Thanks, that explains it. I'll be looking for a way to extract chapters of
large books in a less expensive fashion.
An XML database may be one way of doing this; I am a bit reluctant about using
XIndice, though, as having simple XML files is quite attractive, as opposed
to having a database in which updates become more difficult.
Ok, we'll live and see.
Best regards,
Adrian.
---------------------------------------------------------------------
To unsubscribe, e-mail: users-unsubscribe@cocoon.apache.org
For additional commands, e-mail: users-help@cocoon.apache.org
Re: performance with transformation on BIG xml files
Posted by Bruno Dumon <br...@outerthought.org>.
On Thu, 2004-03-18 at 17:04, adrian.dimulescu@free.fr wrote:
> Thank you all for your suggestions. I'm a little puzzled on one point,
> though: does extracting a little part of a large file involve much
> memory consumption by XSLT? Because I think the problem boils down to
> this and I wonder if it's my faulty XSLT stylesheets or it's "normal"
> behavior.
This is normal behaviour. It doesn't matter whether you extract a small
or a big part, the XSLT processor will always load the complete document
into memory.
Also, if the pages you generate are large, read the comment in the root
sitemap.xmap about the outputBufferSize parameter.
If you are creating these pages only once, instead of serving them live,
you might also want to disable caching (type="noncaching" on the
map:pipeline element).
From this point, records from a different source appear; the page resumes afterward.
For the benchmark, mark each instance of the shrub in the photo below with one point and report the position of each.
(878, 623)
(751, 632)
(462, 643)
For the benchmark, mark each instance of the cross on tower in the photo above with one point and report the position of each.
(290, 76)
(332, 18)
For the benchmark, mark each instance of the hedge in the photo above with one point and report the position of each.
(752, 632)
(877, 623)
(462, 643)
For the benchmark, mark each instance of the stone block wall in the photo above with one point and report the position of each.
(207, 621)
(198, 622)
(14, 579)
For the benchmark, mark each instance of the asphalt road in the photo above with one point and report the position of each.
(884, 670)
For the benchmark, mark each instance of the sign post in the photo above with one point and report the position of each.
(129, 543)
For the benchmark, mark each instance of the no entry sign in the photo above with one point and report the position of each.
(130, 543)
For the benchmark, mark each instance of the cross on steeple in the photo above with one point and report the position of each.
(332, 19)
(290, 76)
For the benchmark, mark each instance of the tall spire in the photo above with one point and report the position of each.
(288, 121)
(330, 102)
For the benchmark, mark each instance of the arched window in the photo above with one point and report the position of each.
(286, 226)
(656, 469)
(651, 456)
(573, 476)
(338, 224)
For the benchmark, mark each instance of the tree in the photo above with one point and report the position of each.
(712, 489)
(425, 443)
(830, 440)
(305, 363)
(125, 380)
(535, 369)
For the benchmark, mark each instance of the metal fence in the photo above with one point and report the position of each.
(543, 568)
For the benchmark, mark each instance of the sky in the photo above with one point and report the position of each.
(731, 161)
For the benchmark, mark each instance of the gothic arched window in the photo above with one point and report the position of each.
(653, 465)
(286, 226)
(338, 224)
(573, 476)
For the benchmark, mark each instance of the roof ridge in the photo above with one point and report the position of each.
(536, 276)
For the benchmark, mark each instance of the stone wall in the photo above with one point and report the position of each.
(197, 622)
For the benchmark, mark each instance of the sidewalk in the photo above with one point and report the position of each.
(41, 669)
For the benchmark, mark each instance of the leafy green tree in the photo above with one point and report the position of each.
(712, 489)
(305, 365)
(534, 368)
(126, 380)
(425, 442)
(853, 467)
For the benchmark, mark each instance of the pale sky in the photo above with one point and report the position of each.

This can also save a lot of memory.
--
Bruno Dumon http://outerthought.org/
Outerthought - Open Source, Java & XML Competence Support Center
bruno@outerthought.org bruno@apache.org
---------------------------------------------------------------------
To unsubscribe, e-mail: users-unsubscribe@cocoon.apache.org
For additional commands, e-mail: users-help@cocoon.apache.org
Re: performance with transformation on BIG xml files
Posted by ad...@free.fr.
Thank you all for your suggestions. I'm a little puzzled on one point,
though: does extracting a little part of a large file involve much
memory consumption by XSLT? Because I think the problem boils down to
this and I wonder if it's my faulty XSLT stylesheets or it's "normal"
behavior.
Thanks,
Adrian.
Peter Velychko wrote:
>Hello adrian,
>
>I tried to use stx block based on joost processor and was impressed by
>it. It's really faster than xslt and allows process large files.
>Additional info:
>http://stx.sourceforge.net/
>http://joost.sourceforge.net/
>
>
>
>
>
---------------------------------------------------------------------
To unsubscribe, e-mail: users-unsubscribe@cocoon.apache.org
For additional commands, e-mail: users-help@cocoon.apache.org
Re: performance with transformation on BIG xml files
Posted by Peter Velychko <v_...@ukr.net>.
Hello adrian,
I tried to use stx block based on joost processor and was impressed by
it. It's really faster than xslt and allows process large files.
Additional info:
http://stx.sourceforge.net/
http://joost.sourceforge.net/
adff> So nobody ever served big xml files with Cocoon ?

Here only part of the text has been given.